Configuring option 82
Sten Carlsen
stenc at s-carlsen.dk
Fri Sep 27 14:21:41 UTC 2019
On 27/09/2019 15.59, Surya Teja wrote:
> Hi Bill,
> Do you have 40,000 clients?
> Yes some times the dhcp client traffic reaches nearly 40-50k in my
> environment.
> What is you goal here?
> I want to avoid the untrusted dhcp clients to request the server and
> fill up the leases, So I went through internet and found that option
> 82 can be a similar functionality.
> Link I checked
> for: https://kb.zyxel.com/KB/searchArticle!gwsViewDetail.action?articleOid=009391&lang=EN
>
This example has a few problems:
It defines classes inside the subnet, this is not a good idea. Keep
declarations global.
It does not prevent unknown-clients from getting an IP from any of the
pools, it is missing the deny unknown-clients; statement.

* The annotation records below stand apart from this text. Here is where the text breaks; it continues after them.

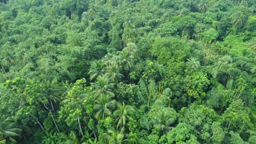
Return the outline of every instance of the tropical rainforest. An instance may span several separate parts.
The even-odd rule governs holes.
[[[0,143],[255,143],[255,0],[0,1]]]

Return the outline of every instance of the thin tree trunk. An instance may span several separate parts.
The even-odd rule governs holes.
[[[44,127],[43,127],[41,123],[40,123],[40,122],[38,121],[38,118],[37,118],[37,117],[36,117],[36,121],[39,124],[39,125],[41,127],[42,129],[43,129],[43,130],[44,130]]]
[[[55,124],[55,126],[56,126],[56,128],[57,128],[57,130],[58,130],[58,132],[60,133],[60,130],[59,130],[59,128],[58,128],[58,126],[57,125],[57,124],[56,123],[56,122],[55,122],[55,120],[54,119],[54,118],[53,116],[53,113],[51,113],[51,111],[48,109],[48,107],[47,107],[45,105],[45,104],[44,103],[44,102],[43,102],[42,100],[41,100],[42,103],[43,103],[43,104],[44,105],[44,107],[45,107],[45,109],[46,109],[48,111],[50,111],[50,113],[51,114],[51,118],[53,118],[53,120],[54,122],[54,124]]]
[[[242,132],[242,130],[243,130],[243,126],[245,125],[245,122],[243,121],[243,126],[242,126],[242,128],[241,128],[241,130],[240,130],[240,132],[239,132],[239,134],[241,134],[241,132]]]
[[[27,52],[26,51],[26,49],[25,49],[25,47],[24,47],[24,51],[25,52],[26,58],[27,59],[27,63],[28,63],[28,59],[27,58]]]
[[[3,70],[3,71],[4,71],[4,73],[5,73],[5,74],[6,74],[7,73],[6,73],[5,70],[4,70],[4,68],[3,66],[3,64],[2,64],[2,63],[1,63],[1,64],[2,69]]]
[[[57,128],[58,132],[60,133],[60,130],[59,130],[58,126],[57,125],[57,124],[56,123],[55,120],[54,119],[54,118],[53,117],[53,113],[51,113],[51,111],[50,111],[50,113],[51,113],[51,118],[53,118],[53,120],[54,121],[54,124],[55,124],[56,128]]]
[[[91,118],[91,115],[89,115],[89,117],[90,117],[90,118]],[[96,136],[96,134],[95,134],[95,133],[94,132],[94,129],[92,129],[91,130],[92,130],[92,132],[94,133],[94,136],[95,137],[95,139],[96,139],[96,138],[97,138],[97,136]]]
[[[230,122],[229,122],[229,127],[228,127],[228,130],[229,130],[229,126],[230,126],[231,122],[231,121],[230,121]]]
[[[202,23],[202,19],[203,19],[203,13],[202,14],[202,19],[201,19],[201,23]]]
[[[81,131],[81,134],[82,134],[82,136],[84,136],[84,133],[83,133],[83,130],[82,130],[81,125],[80,124],[80,116],[79,116],[79,115],[78,115],[78,118],[77,118],[77,121],[78,121],[78,124],[79,125],[80,131]]]
[[[51,99],[50,99],[50,102],[51,103],[51,107],[53,107],[53,110],[54,111],[54,113],[55,113],[55,110],[54,110],[54,107],[53,107],[53,101],[51,100]]]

allow members of "VLAN10"; denies other classes
but does not deny unknown-clients as you seem to want.
> The set up is similar to my environment using relay agents to forward
> the packets I want to replicate the setup in my environment. The
> adobe techniques is like authenticating the requests and then granting IP
>
>
>
>
> On Fri, Sep 27, 2019 at 6:55 PM Bill Shirley
> <bill at c3po.polymerindustries.biz
> <mailto:bill at c3po.polymerindustries.biz>> wrote:
>
> Yeah, I had found that web page too. But note later on that page
> he states about his patch:
> This has been tested on a Xeon 2.8 Ghz server, it uses just a few
> percent of CPU with 40.000 DHCP clients.
> Do you have 40,000 clients?
>
> I use many classes in my DHCP configurations on 15+ servers. I
> haven't had a problem
> with DHCP eating up all the resources.
>
> What is you goal here? Are you wanting to assign a fixed address
> for each client?
>
> Bill
>
> On 9/27/2019 7:32 AM, Surya Teja wrote:
>> Hi Bill Thanks for reply
>> Why are you avoiding the class statement?
>> In one of the google forum I have read the statement saying like
>> The internal implementation in ISC DHCPD of classes is such that
>> it scales in a non-linar way - O(N^2) or something. So suddenly
>> you'll end up with dhcpd eating 100% CPU.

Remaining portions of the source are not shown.